Mais Avi Nesher n'est ni Hitchcock, ni Brian De Palma. Son thriller affiche rapidement des ambitions modestes, et il ne cherche pas à pasticher avec virtuosité les classiques du suspens américain. Au contraire, il louche plutôt vers la série B des années 80. Oscillant entre un léger érotisme, quelques séquences d'épouvante et une touche de comédie, l'ensemble est bien mis en valeur par une troupe de comédiens sympathiques.
Malheureusement, LE DOUBLE MALEFIQUE gâche son honnête potentiel, à cause d'un scénario d'une rare médiocrité. Lent, laborieux, il perd rapidement l'attention du spectateur, lassé par tant de bavardages et de faux moments mystérieux (le policier menaçant…). Plus grave, le dénouement se perd dans des révélations aussi incohérentes que contradictoires, laissant le film se terminer dans le flou le plus complet. Certes, cette conclusion nous vaut quelques beaux maquillages signés par l'équipe KNB, mais elle laisse aussi sur une impression de frustration.
Petite production très moyenne, LE DOUBLE MALEFIQUE vaut surtout pour ses interprètes sympathiques et quelques rares moments érotiques ou horrifiques. En tout cas, il reçoit un accueil commercial assez tiède.
Déjà distribué en DVD en Grande-Bretagne et aux USA, LE DOUBLE MALEFIQUE arrive donc en France au sein d'une collection "Frissons" publiée par Elysées Editions et son label Elephant (bien que ce nom ne soit pas mentionné sur la jaquette mais seulement avant le menu du DVD !).

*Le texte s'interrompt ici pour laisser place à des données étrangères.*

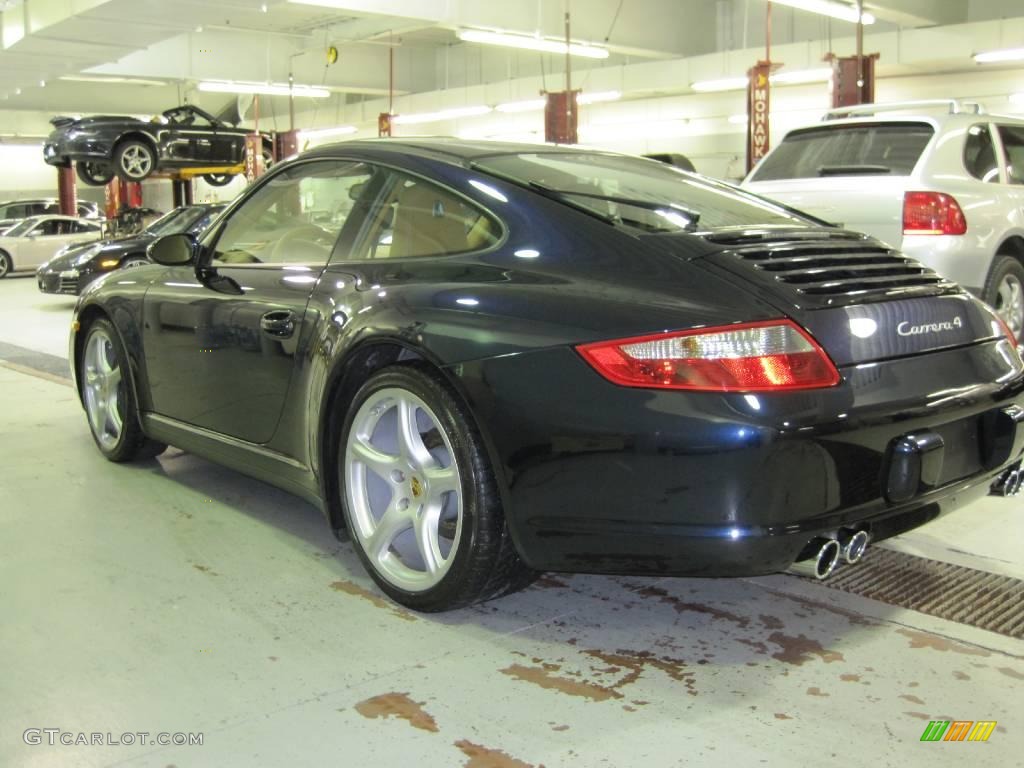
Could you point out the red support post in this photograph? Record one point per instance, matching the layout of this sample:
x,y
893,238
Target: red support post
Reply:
x,y
67,192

LE DOUBLE MALEFIQUE n'étant apparemment pas sorti en salles dans son pays d'origine, il est difficile d'établir un ratio de cadrage original pour ce film. Il est proposé ici en 1.33, sans pertes d'images sur les côtés (comme sur les DVD américain et britannique), sans doute comme il a toujours été montré en vidéo. Toutefois, il est possible de recréer un cadrage panoramique artificiellement (en zoomant sur une télévision 16/9), et on obtient un résultat artistiquement plus satisfaisant (mais le sous-titrage devient inutilisable). Sinon, le télécinéma est loin d'être extraordinaire (pas mal de petites saletés et des contrastes assez ternes), mais reste globalement acceptable.
La bande-son est disponible ou bien en version originale, ou bien en version française, dans son mixage "Ultra-Stéréo" d'origine, lequel a malheureusement un peu tendance à mettre les dialogues en retrait par rapport à la musique. En français, un nouveau mixage Dolby Digital 5.1 est disponible, ainsi qu'un sous-titrage optionnel.

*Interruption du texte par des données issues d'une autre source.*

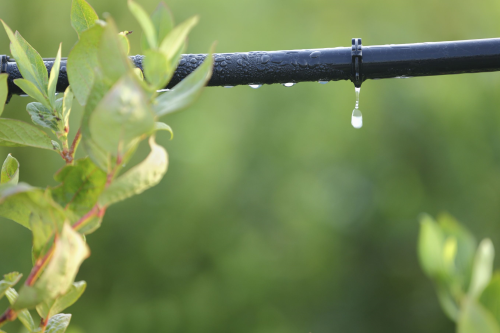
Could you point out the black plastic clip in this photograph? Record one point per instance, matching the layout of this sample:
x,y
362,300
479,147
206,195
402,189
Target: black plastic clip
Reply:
x,y
357,62
3,63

En guise de suppléments, on trouve trois filmographies (uniquement avec les titres anglophones) dédiées à George Newbern, Drew Barrymore et Avi Nesher, ainsi que des bandes-annonces pour LE DOUBLE MALEFIQUE et les autres titres sortant simultanément dans cette collection "Frissons" (on remarque toutefois que la "bande-annonce" de HOUSE III est un simple extrait du film). Tout cela est complété par un documentaire américain (en anglais sous-titré en français) revenant sur la carrière de Drew Barrymore, du début des années 1990 jusqu'à WEDDING SINGER, en recyclant apparemment des morceaux de featurettes promotionnelles.
Apportant des nouvelles options sonores francophones par rapport aux éditions anglo-saxonnes, ce DVD du DOUBLE MALEFIQUE s'avère donc plutôt honnête.